27 de novembro de 2025 8 min
Precatório trabalhista: o que muda no recebimento

Precatório trabalhista surge quando órgão público ou entidade submetida ao regime de precatórios é condenado na Justiça do Trabalho. O crédito geralmente tem natureza alimentar, mas o pagamento segue regras de requisitório contra a Fazenda Pública.

Definição jurídica em linguagem clara

A lógica do precatório é diferente da cobrança contra particulares: o credor não penhora diretamente bens do Estado, mas ingressa em um regime constitucional de pagamento.

Como funciona na prática

  1. O credor vence a ação e a decisão transita em julgado.
  2. O valor é liquidado e pode ser discutido pela Fazenda Pública.
  3. O juízo expede RPV ou precatório, conforme o valor.
  4. O tribunal autua e organiza o requisitório na fila correta.
  5. O ente devedor deposita o valor quando chega a vez orçamentária.
  6. O juízo autoriza o levantamento por alvará ou procedimento equivalente.

Pontos essenciais

  • Justiça do Trabalho: pode reconhecer o crédito, mas o pagamento por ente público seguirá regime de RPV ou precatório.
  • ente público: quando é devedor, submete o pagamento à Constituição e não à execução patrimonial comum.
  • crédito alimentar: a preferência especial incide sobre créditos de natureza alimentar, dentro de limites legais.
  • RPV trabalhista: é usada quando o valor está dentro do limite legal do ente devedor.
  • precatório: é necessário quando o crédito trabalhista supera o limite da RPV.
  • retenções legais: podem incluir imposto, contribuição previdenciária e descontos determinados na sentença.

Base jurídica

Precatórios são regidos por disciplina constitucional própria: ordem de apresentação, natureza do crédito, preferências e limites de RPV devem ser verificados à luz do art. 100 da CF.

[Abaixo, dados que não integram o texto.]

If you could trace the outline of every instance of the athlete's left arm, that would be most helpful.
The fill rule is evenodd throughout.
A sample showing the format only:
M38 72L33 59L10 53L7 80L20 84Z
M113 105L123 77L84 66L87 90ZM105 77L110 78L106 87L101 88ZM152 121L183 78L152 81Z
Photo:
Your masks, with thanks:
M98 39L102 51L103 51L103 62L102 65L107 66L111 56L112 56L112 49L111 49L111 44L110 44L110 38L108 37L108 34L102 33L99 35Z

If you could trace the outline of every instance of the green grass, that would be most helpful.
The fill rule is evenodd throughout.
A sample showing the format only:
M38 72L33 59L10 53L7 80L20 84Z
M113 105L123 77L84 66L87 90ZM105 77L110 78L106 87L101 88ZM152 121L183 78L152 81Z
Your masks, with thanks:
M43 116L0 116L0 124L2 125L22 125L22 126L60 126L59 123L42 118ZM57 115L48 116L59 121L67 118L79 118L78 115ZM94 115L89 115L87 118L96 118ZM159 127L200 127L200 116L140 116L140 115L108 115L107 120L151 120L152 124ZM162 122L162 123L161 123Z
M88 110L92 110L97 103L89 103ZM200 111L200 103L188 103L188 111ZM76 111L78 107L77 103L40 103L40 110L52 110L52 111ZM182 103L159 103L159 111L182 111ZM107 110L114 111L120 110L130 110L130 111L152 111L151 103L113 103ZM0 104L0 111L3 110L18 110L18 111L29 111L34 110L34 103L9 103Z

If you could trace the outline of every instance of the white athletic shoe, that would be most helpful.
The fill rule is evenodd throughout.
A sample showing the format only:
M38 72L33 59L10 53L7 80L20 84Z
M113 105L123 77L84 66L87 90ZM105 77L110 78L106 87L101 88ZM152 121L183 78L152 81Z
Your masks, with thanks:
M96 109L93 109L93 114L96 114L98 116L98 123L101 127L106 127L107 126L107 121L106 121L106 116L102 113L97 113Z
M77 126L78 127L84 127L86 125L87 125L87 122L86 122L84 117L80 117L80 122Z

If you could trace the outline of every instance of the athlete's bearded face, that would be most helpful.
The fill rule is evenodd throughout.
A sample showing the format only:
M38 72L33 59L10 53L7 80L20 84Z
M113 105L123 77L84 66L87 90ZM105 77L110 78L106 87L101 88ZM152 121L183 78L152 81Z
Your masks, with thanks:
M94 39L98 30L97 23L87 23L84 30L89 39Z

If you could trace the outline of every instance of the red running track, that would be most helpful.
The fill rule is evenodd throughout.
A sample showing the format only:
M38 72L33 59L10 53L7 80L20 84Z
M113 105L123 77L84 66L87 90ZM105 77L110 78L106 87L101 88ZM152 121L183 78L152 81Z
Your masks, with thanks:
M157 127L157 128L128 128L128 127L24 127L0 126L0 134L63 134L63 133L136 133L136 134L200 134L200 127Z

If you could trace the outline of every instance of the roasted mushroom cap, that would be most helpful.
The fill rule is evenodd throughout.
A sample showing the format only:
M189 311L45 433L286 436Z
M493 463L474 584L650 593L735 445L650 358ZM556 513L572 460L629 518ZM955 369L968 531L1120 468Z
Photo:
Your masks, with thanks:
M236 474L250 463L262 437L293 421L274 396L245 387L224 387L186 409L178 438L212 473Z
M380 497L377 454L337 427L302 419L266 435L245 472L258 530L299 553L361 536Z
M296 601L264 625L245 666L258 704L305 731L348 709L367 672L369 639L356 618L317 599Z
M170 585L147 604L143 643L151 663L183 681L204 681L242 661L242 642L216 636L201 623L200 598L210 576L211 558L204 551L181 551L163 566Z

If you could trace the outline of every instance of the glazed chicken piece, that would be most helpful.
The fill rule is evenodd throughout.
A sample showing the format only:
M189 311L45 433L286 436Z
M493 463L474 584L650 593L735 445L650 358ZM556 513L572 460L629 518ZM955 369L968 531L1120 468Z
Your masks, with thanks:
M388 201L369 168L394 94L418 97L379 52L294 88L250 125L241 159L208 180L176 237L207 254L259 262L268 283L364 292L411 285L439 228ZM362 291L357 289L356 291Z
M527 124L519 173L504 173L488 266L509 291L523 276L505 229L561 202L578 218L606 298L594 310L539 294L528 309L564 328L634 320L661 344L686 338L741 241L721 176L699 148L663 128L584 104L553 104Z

Documentos que o credor deve guardar

  • documento de identidade e CPF;
  • comprovante de endereço;
  • número do processo e do precatório/RPV, quando existir;
  • certidão de objeto e pé;
  • cópia da decisão, cálculos ou requisitório;
  • procuração e contrato de honorários, se houver.

Como decidir entre esperar e antecipar

A análise econômica deve comparar o valor à vista com o valor futuro provável, descontando prazo, risco, tributos, honorários e eventuais obstáculos processuais.

A antecipação não é empréstimo: em regra, trata-se de venda do direito creditório por meio de cessão de crédito. Por isso, a análise deve confirmar titularidade, valor disponível, ônus existentes e procedimento de averbação no processo.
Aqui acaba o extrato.